• Tax Evasion as A Crime. A Yemen Study

Lambert Academic Publishing
Publication date:

((1) Khaled Salmen Aljaaidi is a lecturer of accounting at Hadhramout University.(2) Nor Aziah Abdul Manaf is an associate professor in accounting department at Universiti Utara Malaysia.(3) Stewart S. Karlinsky, Ph.D., MBA, CPA, is Professor Emeritus and was formerly Professor of Taxation and Graduate Tax Director at San Jose State University.)

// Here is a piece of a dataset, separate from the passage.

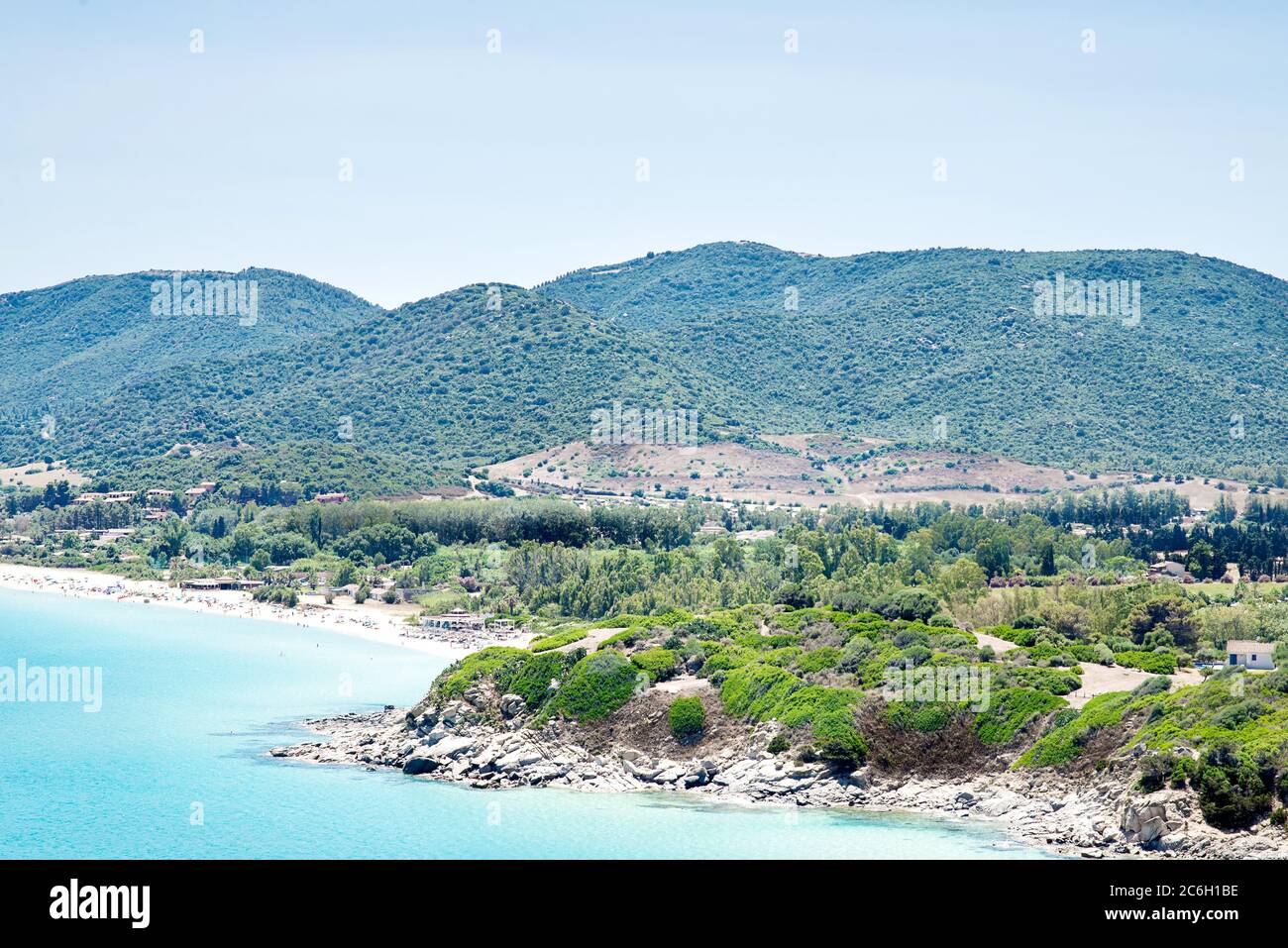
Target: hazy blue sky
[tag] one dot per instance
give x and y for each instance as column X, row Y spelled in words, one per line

This study measures the perception of Yemeni citizens of the severity of tax evasion relative to other crimes and violations. Perception of tax evasion may somewhat explain the degree of non-compliance with the tax laws. Using data from a self-administered survey and personnel unstructured interview, the results of mean and comparative analysis show that tax evasion items are ranked as the three least serious crimes of 30 listed offences. Further, tax evasion is categorized the least serious category out of six categories. Also, the results indicate significant differences in perception exist among male and female, individuals' ages, people with different marital status, source of income and occupation. Regards the education, level of income and tax return preparer, there do not appear to be any significant differences in perception of the seriousness of tax evasion. The results of this study should be useful to policy makers in Yemen and elsewhere, as it is found that there is alarming signals that tax evasion is relatively ranked as the least serious offence, which could lead to an environment where taxpayers may not be afraid of cheating on their tax returns.